Persistent segmentation faults

tanksnr · Nov 14, 2024

Hi all,

I'm currently running WRFv4.4.1.
This for a retrospective simulation forced with GFS (analysis and archived forecast; d084001).
Domain is 480x490 at 10km resolution with 41 levels.
The runs segfault around 15:00 - 17:00.

Things I've tried:
- Increase domain extent (boundaries away from complex topography) - this worked and stopped getting cu scheme segfaults
- Increase domain height (ptop 7000pa to 5000pa), 35 to 41 levels - this also helped with cu scheme segfaults
- Went from mp scheme WDM5 to Morrison (both) to now Thompson (option 8) - this helped for a single day, segfault the next day.
- Reduced time-step from 30 to 25 and now to 20 - helps for a day or two but now even 20 gives segfaults.

Currently the segfaults seem to occur while in SFCLAY (I'm using "revised MM5" scheme with Noah LSM).

I've had a looked at the segfault thread but it doesn't seem to apply to my run.

Segmentation Faults and CFL Errors

Segmentation faults can be difficult to track down. As there isn't usually a clear error message, it can take some trial and error to figure out the problem. 1) A segmentation fault is often the result of using too many or too few processors, or a bad decomposition. Take a look at this FAQ...

forum.mmm.ucar.edu

1) Halos should be large enough with 48 processors
2) Plenty available disk space
3) Segfault is towards the end of runs. I did look at REAL output and there's no NaNs in surface variables.
4) There's no listed CFL errors in the rsl files
5) There should be enough memory (at least 2x64GB).

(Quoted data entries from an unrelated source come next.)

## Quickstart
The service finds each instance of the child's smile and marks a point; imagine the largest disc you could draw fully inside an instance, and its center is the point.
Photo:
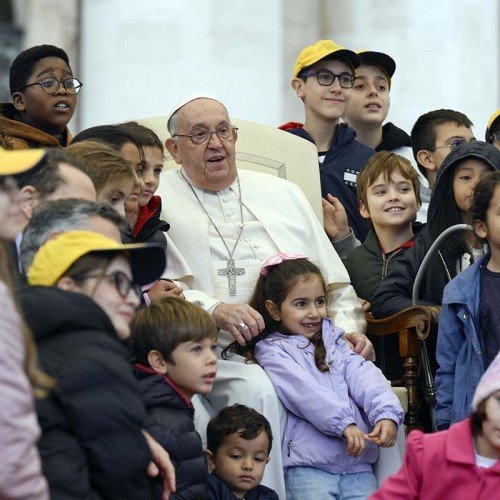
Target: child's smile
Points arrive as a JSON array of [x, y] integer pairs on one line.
[[303, 310]]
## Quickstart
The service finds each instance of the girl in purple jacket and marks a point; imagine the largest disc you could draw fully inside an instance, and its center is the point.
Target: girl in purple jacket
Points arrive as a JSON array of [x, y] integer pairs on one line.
[[339, 406]]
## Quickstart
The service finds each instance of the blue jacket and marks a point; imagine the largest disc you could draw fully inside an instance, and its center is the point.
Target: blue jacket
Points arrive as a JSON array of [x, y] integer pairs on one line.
[[343, 162], [320, 405], [458, 351]]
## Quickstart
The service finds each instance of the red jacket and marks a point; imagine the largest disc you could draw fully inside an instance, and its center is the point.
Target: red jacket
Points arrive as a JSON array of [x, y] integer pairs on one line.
[[441, 466]]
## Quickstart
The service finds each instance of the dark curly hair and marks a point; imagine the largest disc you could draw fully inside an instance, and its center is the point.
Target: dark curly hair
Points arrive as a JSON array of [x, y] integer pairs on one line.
[[24, 64]]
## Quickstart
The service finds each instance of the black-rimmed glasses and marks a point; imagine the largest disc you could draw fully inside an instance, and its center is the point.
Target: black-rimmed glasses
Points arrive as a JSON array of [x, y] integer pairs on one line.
[[52, 85], [203, 135], [454, 143], [122, 282], [326, 78]]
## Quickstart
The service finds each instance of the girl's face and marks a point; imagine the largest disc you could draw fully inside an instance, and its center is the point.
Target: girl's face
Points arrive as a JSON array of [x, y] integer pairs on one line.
[[115, 193], [104, 291], [465, 178], [304, 308], [488, 443], [12, 219], [490, 228], [153, 165]]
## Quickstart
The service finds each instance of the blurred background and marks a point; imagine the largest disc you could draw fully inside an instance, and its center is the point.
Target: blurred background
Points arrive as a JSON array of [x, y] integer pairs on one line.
[[136, 59]]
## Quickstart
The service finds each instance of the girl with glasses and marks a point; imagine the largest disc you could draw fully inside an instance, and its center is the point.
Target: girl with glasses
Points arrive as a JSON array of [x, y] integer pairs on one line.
[[85, 293]]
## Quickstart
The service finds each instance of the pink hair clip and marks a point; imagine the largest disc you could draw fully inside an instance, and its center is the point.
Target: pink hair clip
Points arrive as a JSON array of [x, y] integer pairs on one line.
[[278, 259]]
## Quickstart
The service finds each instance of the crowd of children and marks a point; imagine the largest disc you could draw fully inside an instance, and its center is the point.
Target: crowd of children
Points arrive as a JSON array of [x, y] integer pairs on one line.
[[102, 357]]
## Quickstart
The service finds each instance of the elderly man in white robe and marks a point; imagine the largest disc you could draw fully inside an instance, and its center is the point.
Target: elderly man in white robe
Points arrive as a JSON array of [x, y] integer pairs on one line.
[[225, 222]]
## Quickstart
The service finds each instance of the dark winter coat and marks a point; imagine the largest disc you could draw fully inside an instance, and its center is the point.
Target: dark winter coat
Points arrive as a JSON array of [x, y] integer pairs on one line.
[[92, 446]]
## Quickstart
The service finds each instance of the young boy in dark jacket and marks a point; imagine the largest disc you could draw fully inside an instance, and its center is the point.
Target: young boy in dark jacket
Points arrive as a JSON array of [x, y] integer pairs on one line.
[[44, 98], [239, 440], [174, 343], [389, 197]]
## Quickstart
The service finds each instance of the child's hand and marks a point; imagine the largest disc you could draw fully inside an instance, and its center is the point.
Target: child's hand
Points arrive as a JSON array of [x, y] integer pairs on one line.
[[355, 440], [384, 433]]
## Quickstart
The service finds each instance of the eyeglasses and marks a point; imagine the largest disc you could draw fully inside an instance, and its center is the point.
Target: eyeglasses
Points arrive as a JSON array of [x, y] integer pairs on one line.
[[495, 137], [203, 135], [121, 281], [326, 78], [454, 143], [51, 85]]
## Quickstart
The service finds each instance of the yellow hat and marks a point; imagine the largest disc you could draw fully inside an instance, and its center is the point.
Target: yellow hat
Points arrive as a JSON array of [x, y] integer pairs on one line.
[[322, 49], [380, 59], [57, 255], [492, 123], [18, 161]]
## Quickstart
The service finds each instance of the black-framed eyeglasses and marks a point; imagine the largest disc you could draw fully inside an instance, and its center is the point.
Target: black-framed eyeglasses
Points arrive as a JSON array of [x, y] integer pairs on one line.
[[51, 85], [203, 135], [122, 282], [326, 78], [454, 143]]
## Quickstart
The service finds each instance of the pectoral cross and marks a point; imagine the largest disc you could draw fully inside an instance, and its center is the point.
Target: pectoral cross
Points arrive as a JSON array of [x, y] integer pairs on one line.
[[231, 271]]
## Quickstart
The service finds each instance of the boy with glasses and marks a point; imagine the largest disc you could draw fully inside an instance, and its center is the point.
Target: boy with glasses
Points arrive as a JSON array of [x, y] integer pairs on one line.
[[493, 129], [323, 77], [434, 135], [44, 98]]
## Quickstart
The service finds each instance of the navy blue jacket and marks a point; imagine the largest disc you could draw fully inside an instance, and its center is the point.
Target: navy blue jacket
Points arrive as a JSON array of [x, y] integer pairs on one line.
[[170, 422], [219, 491], [343, 162]]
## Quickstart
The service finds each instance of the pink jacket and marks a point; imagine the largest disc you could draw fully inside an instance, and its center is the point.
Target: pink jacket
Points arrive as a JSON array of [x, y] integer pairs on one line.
[[20, 470], [441, 466]]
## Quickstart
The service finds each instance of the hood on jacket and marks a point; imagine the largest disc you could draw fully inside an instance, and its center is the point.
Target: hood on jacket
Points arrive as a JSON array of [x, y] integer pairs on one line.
[[476, 149], [49, 310]]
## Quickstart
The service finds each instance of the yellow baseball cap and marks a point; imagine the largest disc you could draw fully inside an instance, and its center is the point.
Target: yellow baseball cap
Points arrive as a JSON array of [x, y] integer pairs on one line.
[[320, 50], [492, 123], [57, 255], [18, 161]]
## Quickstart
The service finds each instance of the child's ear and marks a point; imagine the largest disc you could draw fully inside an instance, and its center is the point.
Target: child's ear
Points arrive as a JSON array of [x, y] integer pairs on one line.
[[18, 101], [210, 460], [480, 228], [66, 283], [172, 148], [157, 362], [363, 210], [29, 198], [297, 84], [273, 310]]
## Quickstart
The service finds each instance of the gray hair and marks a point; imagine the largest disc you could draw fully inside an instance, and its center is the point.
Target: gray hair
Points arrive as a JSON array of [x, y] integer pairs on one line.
[[61, 216]]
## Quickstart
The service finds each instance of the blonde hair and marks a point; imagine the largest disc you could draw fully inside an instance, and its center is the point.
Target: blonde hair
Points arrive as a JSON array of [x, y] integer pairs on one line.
[[103, 163]]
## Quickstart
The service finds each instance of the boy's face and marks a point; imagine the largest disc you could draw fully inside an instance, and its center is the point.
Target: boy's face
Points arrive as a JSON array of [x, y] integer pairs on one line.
[[467, 174], [326, 103], [48, 112], [240, 463], [195, 367], [153, 165], [491, 427], [390, 203], [432, 159], [369, 103]]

I've attached my namelist.input and the rsl.error file for the core with the segfault.

I'm not sure what else to try. Maybe increase resolution to 9km? The physics/dynamics set up has worked many times before for different domains (smaller) and resolutions (higher).

kwerner · Nov 18, 2024

Hi,
Can you turn off debug_level (i.e., debug_level = 0) and run this again? This shouldn't fix the problem, but since that option rarely provides any useful information, and instead makes the rsl* files huge and difficult to read, it's better to have it off. After it fails again, please package all of your rsl* files together into a *.tar or *.gz file and attach that so I can take a look. Thanks!

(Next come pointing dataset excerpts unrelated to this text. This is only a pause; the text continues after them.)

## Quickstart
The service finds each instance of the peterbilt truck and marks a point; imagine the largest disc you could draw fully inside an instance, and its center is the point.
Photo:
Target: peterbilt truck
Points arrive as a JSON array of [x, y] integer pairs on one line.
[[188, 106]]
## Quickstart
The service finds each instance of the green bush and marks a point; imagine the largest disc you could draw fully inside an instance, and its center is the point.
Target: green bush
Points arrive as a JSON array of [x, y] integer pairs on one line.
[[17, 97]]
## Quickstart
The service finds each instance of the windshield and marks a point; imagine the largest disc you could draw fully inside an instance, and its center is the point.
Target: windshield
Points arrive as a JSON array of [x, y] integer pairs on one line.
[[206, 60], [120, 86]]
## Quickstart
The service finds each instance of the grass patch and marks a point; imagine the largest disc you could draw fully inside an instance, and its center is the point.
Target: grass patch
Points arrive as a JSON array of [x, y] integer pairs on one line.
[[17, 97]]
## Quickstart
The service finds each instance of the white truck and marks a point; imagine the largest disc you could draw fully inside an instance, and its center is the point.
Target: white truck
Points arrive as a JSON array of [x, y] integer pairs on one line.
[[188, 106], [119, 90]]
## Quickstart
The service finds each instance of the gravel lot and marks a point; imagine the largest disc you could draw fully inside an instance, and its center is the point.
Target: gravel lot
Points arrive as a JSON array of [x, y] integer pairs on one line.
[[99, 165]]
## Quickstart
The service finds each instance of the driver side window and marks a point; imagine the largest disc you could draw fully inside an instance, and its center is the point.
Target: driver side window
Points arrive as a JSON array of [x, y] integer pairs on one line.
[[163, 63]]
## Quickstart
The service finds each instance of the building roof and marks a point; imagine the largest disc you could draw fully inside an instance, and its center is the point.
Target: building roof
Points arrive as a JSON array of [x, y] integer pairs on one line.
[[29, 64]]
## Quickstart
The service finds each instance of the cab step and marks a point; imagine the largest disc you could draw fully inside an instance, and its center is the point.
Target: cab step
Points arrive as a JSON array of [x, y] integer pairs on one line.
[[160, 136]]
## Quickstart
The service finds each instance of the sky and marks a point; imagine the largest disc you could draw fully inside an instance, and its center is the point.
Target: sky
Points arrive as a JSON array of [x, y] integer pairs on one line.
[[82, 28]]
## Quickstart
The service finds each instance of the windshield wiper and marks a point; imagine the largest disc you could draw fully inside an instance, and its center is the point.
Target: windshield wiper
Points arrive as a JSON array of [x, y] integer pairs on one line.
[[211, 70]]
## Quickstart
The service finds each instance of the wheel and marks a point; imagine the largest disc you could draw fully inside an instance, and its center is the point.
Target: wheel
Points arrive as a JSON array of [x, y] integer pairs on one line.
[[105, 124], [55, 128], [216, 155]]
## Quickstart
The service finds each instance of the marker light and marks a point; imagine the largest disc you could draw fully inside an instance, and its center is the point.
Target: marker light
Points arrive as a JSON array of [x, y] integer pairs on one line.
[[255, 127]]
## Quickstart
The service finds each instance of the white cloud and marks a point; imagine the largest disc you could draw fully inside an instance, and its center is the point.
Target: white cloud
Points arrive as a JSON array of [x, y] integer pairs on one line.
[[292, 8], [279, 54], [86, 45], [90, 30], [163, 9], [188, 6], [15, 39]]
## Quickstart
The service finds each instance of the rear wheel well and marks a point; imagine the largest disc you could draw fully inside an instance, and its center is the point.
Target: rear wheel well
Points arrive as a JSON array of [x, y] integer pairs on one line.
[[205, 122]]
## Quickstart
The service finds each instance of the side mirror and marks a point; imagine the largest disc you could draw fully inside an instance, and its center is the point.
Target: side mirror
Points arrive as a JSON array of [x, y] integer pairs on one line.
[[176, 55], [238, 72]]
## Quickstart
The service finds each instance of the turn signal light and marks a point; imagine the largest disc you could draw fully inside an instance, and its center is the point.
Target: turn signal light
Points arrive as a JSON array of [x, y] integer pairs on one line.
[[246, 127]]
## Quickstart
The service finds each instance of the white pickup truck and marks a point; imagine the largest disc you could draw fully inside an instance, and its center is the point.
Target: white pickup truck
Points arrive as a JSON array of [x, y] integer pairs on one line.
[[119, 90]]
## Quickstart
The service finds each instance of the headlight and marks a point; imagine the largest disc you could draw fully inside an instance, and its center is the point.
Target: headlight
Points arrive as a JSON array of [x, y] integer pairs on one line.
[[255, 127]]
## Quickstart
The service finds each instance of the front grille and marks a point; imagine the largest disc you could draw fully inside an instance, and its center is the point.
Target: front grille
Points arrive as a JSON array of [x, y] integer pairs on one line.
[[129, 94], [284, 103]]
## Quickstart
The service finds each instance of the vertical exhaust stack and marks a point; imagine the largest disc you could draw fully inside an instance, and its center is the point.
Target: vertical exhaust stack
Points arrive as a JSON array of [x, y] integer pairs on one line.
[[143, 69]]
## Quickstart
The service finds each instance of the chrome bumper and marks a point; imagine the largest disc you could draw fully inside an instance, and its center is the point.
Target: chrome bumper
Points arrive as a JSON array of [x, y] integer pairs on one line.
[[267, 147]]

meteoadriatic · Nov 18, 2024

Most often epssm should be larger than default value of 0.1. I don't know why it is set so low by default. Try around 0.5, if you see improvement but still crashes here and there, go up to 1 without worrying.

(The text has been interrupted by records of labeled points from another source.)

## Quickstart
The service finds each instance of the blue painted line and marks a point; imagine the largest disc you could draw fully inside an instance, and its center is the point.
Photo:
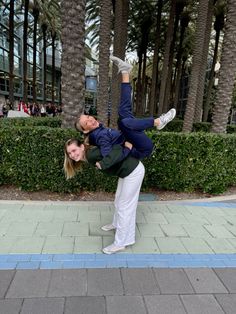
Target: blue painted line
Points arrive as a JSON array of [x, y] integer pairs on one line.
[[60, 261], [28, 265], [210, 204]]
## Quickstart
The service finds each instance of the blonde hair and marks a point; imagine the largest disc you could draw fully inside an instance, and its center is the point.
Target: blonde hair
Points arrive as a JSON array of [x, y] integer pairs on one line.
[[71, 167]]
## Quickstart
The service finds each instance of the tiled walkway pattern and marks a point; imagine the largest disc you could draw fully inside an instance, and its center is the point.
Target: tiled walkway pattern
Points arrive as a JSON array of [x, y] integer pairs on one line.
[[51, 228], [118, 291]]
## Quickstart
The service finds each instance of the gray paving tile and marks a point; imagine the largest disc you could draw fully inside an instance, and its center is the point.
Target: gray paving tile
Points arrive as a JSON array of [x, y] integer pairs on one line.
[[228, 277], [104, 282], [10, 306], [5, 280], [204, 304], [125, 305], [85, 305], [205, 280], [139, 281], [164, 304], [227, 302], [173, 281], [29, 284], [68, 282], [43, 306]]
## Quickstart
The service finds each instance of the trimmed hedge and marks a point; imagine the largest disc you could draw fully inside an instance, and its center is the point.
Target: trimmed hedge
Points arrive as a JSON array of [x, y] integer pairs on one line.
[[54, 122], [177, 126], [32, 158]]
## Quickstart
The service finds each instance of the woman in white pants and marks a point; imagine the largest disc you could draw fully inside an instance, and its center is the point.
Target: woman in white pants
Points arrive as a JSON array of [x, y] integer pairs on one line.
[[130, 172]]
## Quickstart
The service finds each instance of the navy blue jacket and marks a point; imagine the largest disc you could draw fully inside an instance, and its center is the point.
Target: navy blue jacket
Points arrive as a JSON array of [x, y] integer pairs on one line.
[[106, 138]]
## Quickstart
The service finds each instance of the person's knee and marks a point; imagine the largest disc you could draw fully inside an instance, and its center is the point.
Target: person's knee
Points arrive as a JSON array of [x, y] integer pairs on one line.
[[125, 123]]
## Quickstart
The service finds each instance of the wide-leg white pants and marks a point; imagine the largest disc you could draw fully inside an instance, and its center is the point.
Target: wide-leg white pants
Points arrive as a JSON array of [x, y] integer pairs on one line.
[[126, 201]]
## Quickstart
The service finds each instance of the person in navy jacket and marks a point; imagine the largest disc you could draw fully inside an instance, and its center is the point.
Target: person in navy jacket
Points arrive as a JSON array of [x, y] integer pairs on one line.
[[131, 129]]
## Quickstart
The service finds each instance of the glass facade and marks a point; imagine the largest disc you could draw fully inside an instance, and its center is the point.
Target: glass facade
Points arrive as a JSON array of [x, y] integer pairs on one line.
[[18, 63]]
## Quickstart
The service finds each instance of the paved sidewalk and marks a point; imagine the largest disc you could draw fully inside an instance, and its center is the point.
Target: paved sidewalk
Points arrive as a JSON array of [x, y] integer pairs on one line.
[[184, 259]]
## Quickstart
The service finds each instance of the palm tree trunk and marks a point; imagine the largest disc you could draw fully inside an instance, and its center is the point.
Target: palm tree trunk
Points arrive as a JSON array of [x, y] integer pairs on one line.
[[202, 75], [11, 54], [179, 59], [196, 66], [120, 40], [219, 24], [227, 72], [73, 60], [44, 30], [104, 53], [53, 66], [139, 91], [167, 98], [36, 15], [152, 103], [25, 47]]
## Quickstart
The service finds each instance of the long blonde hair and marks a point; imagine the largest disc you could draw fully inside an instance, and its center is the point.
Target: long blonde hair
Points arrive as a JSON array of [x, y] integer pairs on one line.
[[71, 167]]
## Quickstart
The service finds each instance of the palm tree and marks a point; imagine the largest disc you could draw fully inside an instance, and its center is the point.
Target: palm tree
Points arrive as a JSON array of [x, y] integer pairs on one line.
[[73, 60], [185, 18], [167, 97], [11, 54], [218, 26], [119, 47], [202, 73], [153, 102], [196, 65], [169, 38], [104, 53], [35, 13], [25, 50], [227, 72]]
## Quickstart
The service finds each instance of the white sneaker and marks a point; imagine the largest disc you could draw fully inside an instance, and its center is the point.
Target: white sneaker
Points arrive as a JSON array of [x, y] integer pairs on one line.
[[122, 66], [166, 118], [111, 249], [108, 227]]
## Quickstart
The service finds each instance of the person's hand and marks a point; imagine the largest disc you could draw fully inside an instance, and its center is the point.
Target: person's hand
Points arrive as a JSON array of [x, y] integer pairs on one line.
[[128, 145], [98, 165]]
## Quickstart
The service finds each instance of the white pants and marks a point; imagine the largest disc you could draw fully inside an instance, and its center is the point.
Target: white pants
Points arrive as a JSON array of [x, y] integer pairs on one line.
[[126, 201]]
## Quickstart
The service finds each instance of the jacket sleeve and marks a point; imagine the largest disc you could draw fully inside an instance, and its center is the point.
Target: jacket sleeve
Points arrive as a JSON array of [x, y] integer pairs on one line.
[[116, 155], [105, 145]]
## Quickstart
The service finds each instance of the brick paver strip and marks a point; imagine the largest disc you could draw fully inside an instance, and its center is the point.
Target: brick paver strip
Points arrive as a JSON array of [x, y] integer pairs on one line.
[[82, 305], [167, 304], [173, 281], [227, 302], [5, 280], [205, 281], [10, 306], [204, 304], [125, 304], [139, 282], [68, 282], [29, 283], [43, 305], [104, 282]]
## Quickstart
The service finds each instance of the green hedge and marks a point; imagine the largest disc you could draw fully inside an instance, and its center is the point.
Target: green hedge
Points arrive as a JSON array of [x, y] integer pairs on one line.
[[32, 158]]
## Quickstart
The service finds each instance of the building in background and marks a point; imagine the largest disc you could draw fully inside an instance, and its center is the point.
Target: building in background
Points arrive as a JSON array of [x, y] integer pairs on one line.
[[90, 73]]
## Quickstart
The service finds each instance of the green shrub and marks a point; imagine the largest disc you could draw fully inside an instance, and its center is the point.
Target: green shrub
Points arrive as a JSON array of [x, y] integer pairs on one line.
[[54, 122]]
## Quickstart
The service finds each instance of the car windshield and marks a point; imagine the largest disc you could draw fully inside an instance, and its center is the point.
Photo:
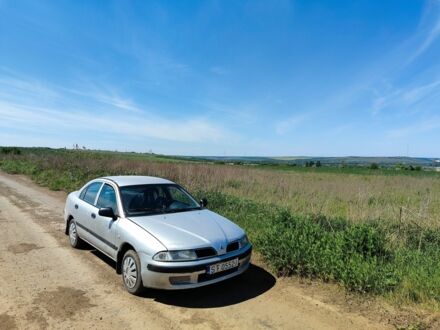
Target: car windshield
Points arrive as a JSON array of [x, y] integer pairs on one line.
[[156, 198]]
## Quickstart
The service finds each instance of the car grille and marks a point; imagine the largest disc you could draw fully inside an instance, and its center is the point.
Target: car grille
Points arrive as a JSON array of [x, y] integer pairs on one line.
[[232, 247], [207, 277], [205, 252]]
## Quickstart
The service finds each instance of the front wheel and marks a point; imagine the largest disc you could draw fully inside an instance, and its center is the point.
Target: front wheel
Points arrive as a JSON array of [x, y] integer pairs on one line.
[[131, 272]]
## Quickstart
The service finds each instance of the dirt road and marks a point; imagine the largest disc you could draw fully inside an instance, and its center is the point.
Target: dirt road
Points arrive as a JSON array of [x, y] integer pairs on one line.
[[44, 283]]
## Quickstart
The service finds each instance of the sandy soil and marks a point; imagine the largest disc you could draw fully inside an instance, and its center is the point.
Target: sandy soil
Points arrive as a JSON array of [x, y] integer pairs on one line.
[[44, 283]]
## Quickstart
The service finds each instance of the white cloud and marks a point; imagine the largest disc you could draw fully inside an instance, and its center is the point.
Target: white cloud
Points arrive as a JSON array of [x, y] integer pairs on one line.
[[290, 123], [405, 97], [34, 113], [419, 127], [433, 32]]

William.Hatheway · Nov 18, 2024

epssm = 0.9,
etac = 0.02

If it is over extreme topography like the Himalayas I've had to use those values.

tanksnr · Nov 21, 2024

Thank you all for responding.
Please see attached for namelist.input, namelist.output (just in case) and the rsl files.
@kwerner you're right debug set so high made it difficult to read rsl files.

@meteoadriatic and @William.Hatheway the files attached now refer to a run with epssm set at 0.5.
The segfault still occurs at the same time.
I haven't considered etac yet (first time hearing about this namelist variable).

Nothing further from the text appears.